Verdammt, ich denke schon wie ein Flittchen; erschrak sie über sich selbst, doch die Erregung blieb. Sie zog ihre Wimperntusche nach und vernahm im nächsten Augenblick ein schmatzendes und gurgelndes Geräusch. Verwundert drehte sie sich um und sah in Richtung der Toilettenkabinen. Im Augenblick befand sie sich allein in der Örtlichkeit, die Kabinenschilder zeigten alle »OPEN« an. Wie es schien, drang das Geräusch aus einer der hinteren Kabinen heraus. Sues Neugier gewann die Oberhand über das plötzlich auftretende Gefühl der Beklemmung. Etwas unsicher näherte sie sich dem stets anschwellenden Blubbern und Platschen.
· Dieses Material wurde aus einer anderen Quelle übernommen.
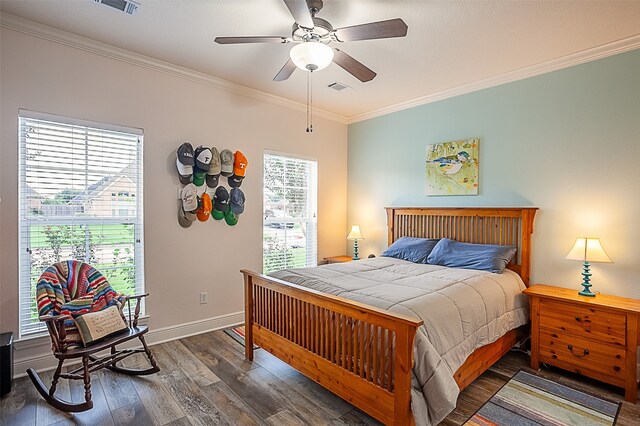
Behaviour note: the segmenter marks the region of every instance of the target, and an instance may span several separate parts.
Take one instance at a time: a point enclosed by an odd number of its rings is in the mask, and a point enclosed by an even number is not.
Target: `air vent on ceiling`
[[[118,9],[121,12],[126,13],[127,15],[133,15],[138,11],[138,6],[140,3],[136,3],[131,0],[93,0],[97,3],[102,3],[104,5],[113,7],[114,9]]]
[[[351,90],[351,87],[347,86],[344,83],[340,83],[338,81],[336,81],[335,83],[331,83],[328,87],[330,89],[337,90],[340,93],[348,92],[349,90]]]

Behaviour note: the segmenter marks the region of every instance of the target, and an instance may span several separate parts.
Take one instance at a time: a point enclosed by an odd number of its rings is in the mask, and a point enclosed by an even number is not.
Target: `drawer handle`
[[[580,317],[576,317],[576,321],[578,321],[578,322],[582,322],[582,318],[580,318]]]
[[[573,345],[567,346],[567,349],[569,349],[574,356],[577,356],[577,357],[580,357],[580,358],[583,358],[583,357],[589,355],[589,349],[585,349],[584,352],[582,353],[582,355],[578,355],[578,354],[573,352]]]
»Hoffentlich keine Ratten«, flüsterte sie bei sich. »Wenn es Ratten sind, die da aus dem Becken springen, dann ist der Abend gelaufen.«
Doch die Neugier siegte abermals. Sue trat zu der vorletzten Kabine in der Reihe und spähte durch die spaltbreit geöffnete Tür hindurch. Sie verspürte nicht das geringste Anzeichen von Angst. Wirkte doch die weiße Masse, die aus dem Becken herausquoll, auch keineswegs bedrohlich. Kopfschüttelnd öffnete Sue die Tür, trat hinein und näherte sich der weißen Substanz. Sie vergaß, dabei auf ihre Schuhe zu achten, die in eine gallertartige Pfütze hineintraten und daraufhin ein widerliches Zischen hören ließen. Erschrocken wollte sie zurückspringen. Doch das Xenomorph dachte nicht daran, sich diese willkommene Mahlzeit entgehen zu lassen. Ein Dutzend länglicher Pseudopodien schossen aus der weißen Substanz heraus und zogen das Opfer ruckartig heran. Wer vermochte zu sagen, ob es ein untrüglicher Instinkt oder bereits Intelligenz war, die das Genexperiment dazu veranlasste, eines seiner Pseudoärmchen auszuschießen, die Tür der Kabine zuzuschlagen und zu verschließen.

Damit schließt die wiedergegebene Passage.